Все присутствующие согласились с версией мистера Калтона, поскольку казалось, что человек, который хочет скрыться, именно так и должен был поступить.
– Я вам вот что скажу, – обратился Феликс к Брайану, когда они шли к гостиной, – если типа, который совершил это преступление, найдут, ей-богу, ему нужно брать в защитники Калтона.
ГЛАВА 8
Брайан совершает прогулку и поездку
Когда мужчины вошли в гостиную, юная леди играла одну из тех отвратительных morceaux de salon[4]4
Салонных пьес (фр.).
[Закрыть], в которых берется безобидная мелодия и на нее нанизывается столько вариаций, что становится решительно невозможно различить мелодию среди бесконечного грохота восьмых и тридцать вторых нот. Мелодией в данном случае была «За садовой оградой» с вариациями синьора Тумпанини, а исполняла ее юная ученица этого знаменитого итальянского музыканта. Когда мужская часть гостей вошла в гостиную, пьеса игралась на басах с большим напором (то есть с надавленной педалью громкости) и с беспрестанными тремоло, которые своей пронзительностью старались поглотить мелодическую линию.
– Черт возьми, похоже, по садовой ограде лупит град, – сказал Феликс, направляясь к пианино, потому что увидел, что за инструментом сидит Дора Фезеруэйт, наследница, которой он оказывал знаки внимания в надежде убедить ее принять фамилию Ролстон. Поэтому когда прекрасная Дора оглушила аудиторию последним громоподобным аккордом с раскатистым переливом, как будто джентльмен, перелезавший через садовую ограду, споткнулся и рухнул в теплицы, в которых выращивали огурцы, Феликс поспешил выразить свое удовольствие.
– Какая мощь, мисс Фезеруэйт, – сказал он, усаживаясь в кресло и мысленно задаваясь вопросом, все ли струны пианино выдержали последний удар. – Чувствуется, что вы вложили в исполнение все сердце…
«И все мышцы», – прибавил он мысленно.
– Это все благодаря постоянной практике, – скромно ответила мисс Фезеруэйт, краснея. – Я провожу за фортепиано по четыре часа каждый день.
«Господи боже! – подумал Феликс. – Представляю, каково ее семье». Однако замечание это он оставил при себе и, вкрутив монокль в свой левый орган зрения, обронил только:
– Фортепиано повезло.
Мисс Фезеруэйт, не зная, что на это ответить, потупила глаза и покраснела еще больше, а Феликс, наоборот, с простодушным видом поднял взгляд на потолок и вздохнул.
Мадж и Брайан в углу комнаты разговаривали о смерти Уайта.
– Мне он никогда не нравился, – сказала она. – Но ужасно думать, что он умер вот так.
– Ну не знаю, – мрачно ответил Брайн. – Насколько я слышал, отравление хлороформом – очень легкая смерть.
– Смерть не может быть легкой, – возразила Мадж. – Особенно для такого молодого, здорового и полного сил человека, как мистер Уайт.

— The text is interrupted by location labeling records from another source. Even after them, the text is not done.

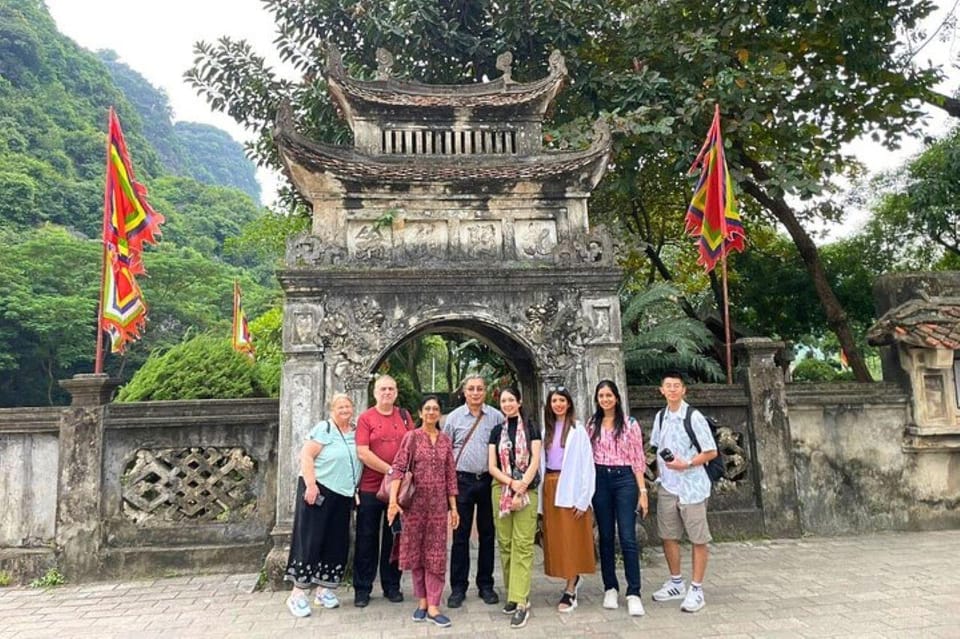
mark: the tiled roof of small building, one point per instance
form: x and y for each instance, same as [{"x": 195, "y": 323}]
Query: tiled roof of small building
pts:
[
  {"x": 388, "y": 91},
  {"x": 926, "y": 322},
  {"x": 352, "y": 166}
]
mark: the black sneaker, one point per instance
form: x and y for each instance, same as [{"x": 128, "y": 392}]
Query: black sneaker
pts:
[{"x": 520, "y": 616}]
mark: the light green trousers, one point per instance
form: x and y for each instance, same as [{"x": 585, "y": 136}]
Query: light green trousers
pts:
[{"x": 515, "y": 533}]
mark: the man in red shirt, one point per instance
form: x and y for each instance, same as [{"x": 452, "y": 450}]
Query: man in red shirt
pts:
[{"x": 379, "y": 431}]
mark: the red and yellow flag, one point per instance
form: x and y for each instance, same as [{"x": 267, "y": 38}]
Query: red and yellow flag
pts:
[
  {"x": 129, "y": 223},
  {"x": 712, "y": 215},
  {"x": 242, "y": 341}
]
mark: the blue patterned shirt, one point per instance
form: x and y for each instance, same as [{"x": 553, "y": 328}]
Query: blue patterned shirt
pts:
[{"x": 691, "y": 486}]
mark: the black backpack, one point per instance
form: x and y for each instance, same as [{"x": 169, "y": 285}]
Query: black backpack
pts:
[{"x": 716, "y": 466}]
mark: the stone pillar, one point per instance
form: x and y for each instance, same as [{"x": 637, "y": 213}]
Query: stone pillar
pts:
[
  {"x": 770, "y": 424},
  {"x": 80, "y": 475}
]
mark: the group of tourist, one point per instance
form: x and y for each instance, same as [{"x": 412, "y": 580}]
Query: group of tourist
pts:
[{"x": 499, "y": 470}]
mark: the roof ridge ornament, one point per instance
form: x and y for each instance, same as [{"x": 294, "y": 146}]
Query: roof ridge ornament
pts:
[
  {"x": 384, "y": 64},
  {"x": 334, "y": 60},
  {"x": 505, "y": 65}
]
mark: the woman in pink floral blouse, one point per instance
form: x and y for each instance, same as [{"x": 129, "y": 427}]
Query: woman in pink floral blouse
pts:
[
  {"x": 620, "y": 493},
  {"x": 423, "y": 542}
]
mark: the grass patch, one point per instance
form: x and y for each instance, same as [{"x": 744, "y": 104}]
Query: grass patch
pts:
[{"x": 51, "y": 579}]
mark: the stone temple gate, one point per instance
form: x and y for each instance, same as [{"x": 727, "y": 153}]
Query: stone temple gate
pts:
[{"x": 446, "y": 215}]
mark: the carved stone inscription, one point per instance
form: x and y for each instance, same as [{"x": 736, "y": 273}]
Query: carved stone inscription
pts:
[
  {"x": 481, "y": 240},
  {"x": 425, "y": 239},
  {"x": 536, "y": 238},
  {"x": 366, "y": 240}
]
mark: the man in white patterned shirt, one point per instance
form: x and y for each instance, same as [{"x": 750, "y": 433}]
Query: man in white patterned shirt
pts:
[
  {"x": 684, "y": 490},
  {"x": 469, "y": 427}
]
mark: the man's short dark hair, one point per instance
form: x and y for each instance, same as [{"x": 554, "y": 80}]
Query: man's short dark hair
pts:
[{"x": 674, "y": 374}]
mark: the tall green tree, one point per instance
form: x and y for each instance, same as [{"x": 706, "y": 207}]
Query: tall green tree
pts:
[{"x": 795, "y": 80}]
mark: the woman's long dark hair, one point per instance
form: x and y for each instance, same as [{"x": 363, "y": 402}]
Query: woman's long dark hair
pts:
[
  {"x": 550, "y": 420},
  {"x": 513, "y": 390},
  {"x": 619, "y": 423}
]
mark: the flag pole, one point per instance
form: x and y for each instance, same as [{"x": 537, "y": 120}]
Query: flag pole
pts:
[
  {"x": 726, "y": 317},
  {"x": 98, "y": 363}
]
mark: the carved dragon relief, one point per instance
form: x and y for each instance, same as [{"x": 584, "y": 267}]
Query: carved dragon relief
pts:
[
  {"x": 483, "y": 241},
  {"x": 355, "y": 331}
]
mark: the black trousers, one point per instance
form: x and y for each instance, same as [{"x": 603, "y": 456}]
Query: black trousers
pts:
[
  {"x": 474, "y": 497},
  {"x": 320, "y": 539},
  {"x": 373, "y": 547}
]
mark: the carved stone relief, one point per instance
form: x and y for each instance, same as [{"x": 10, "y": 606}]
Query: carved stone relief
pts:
[
  {"x": 481, "y": 240},
  {"x": 423, "y": 239},
  {"x": 535, "y": 239},
  {"x": 366, "y": 240},
  {"x": 200, "y": 484}
]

– Тебе, кажется, его жалко, – ревниво обронил Брайан.
– А тебе не жалко? – в некотором удивлении спросила она.
– De mortuis nil nisi bonum[5]5
О мертвых ничего, кроме хорошего (лат.).
[Закрыть], – заметил Фицджеральд. – Но если я презирал его, когда он был жив, то нельзя ожидать, что я буду жалеть о его смерти.
Мадж не ответила, однако быстро посмотрела на его лицо и впервые заметила, каким нездоровым он выглядит.
– Что с тобой, дорогой? – спросила она, коснувшись его руки. – Ты плохо выглядишь.
– Ничего… Ничего, – торопливо ответил он. – Меня просто в последнее время немного тревожили деловые вопросы. Но давай уйдем отсюда, – предложил он, вставая. – Я вижу, твой отец упрашивает спеть девицу с голосом, которым можно заменить паровозный свисток.
Девицей с подобным паровозному свистку голосом была Джулия Фезеруэйт, сестра дамы сердца Ролстона, и Мадж, сдерживая смех, вышла вслед за Фицджеральдом на веранду.
– Как тебе не стыдно! – рассмеялась она, когда они оказались одни. – Ее учили петь лучшие преподаватели.
– Мне их жаль, – с серьезным видом ответил Брайан, когда Джулия пронзительно затянула «Приходи ко мне снова». – Я бы лучше послушал нашу родовую банши.
Мадж не ответила и, опершись о перила веранды, посмотрела на прекрасное небо, все в ярких звездах. На Эспланаде было много гуляющих, и некоторые останавливались, прислушиваясь к высоким нотам Джулии. Один мужчина, как видно, особенно любивший музыку, так и вовсе подошел к забору и стал смотреть на дом. Брайан и Мадж еще поговорили о разных вещах, но каждый раз, поднимая глаза, Мадж видела наблюдающего за домом мужчину.
– Что ему нужно, Брайан? – спросила она.
– Кому? – не понял Брайан. – А-а, – продолжил он безразличным тоном, когда наблюдавший отошел от калитки и перешел через дорогу на тротуар, – я думаю, он заинтересовался музыкой, вот и все.
Мадж ничего не сказала, но ее не покидало ощущение, что дело было не только в музыке. Наконец пение Джулии стихло, и она предложила вернуться в дом.
– Зачем? – спросил Брайан, который удобно расположился в кресле и курил сигарету. – Нам и здесь хорошо, правда?
– Я должна заняться гостями, – ответила Мадж, вставая. – А ты оставайся и докуривай свою сигарету.
И с жизнерадостным смехом она упорхнула в дом.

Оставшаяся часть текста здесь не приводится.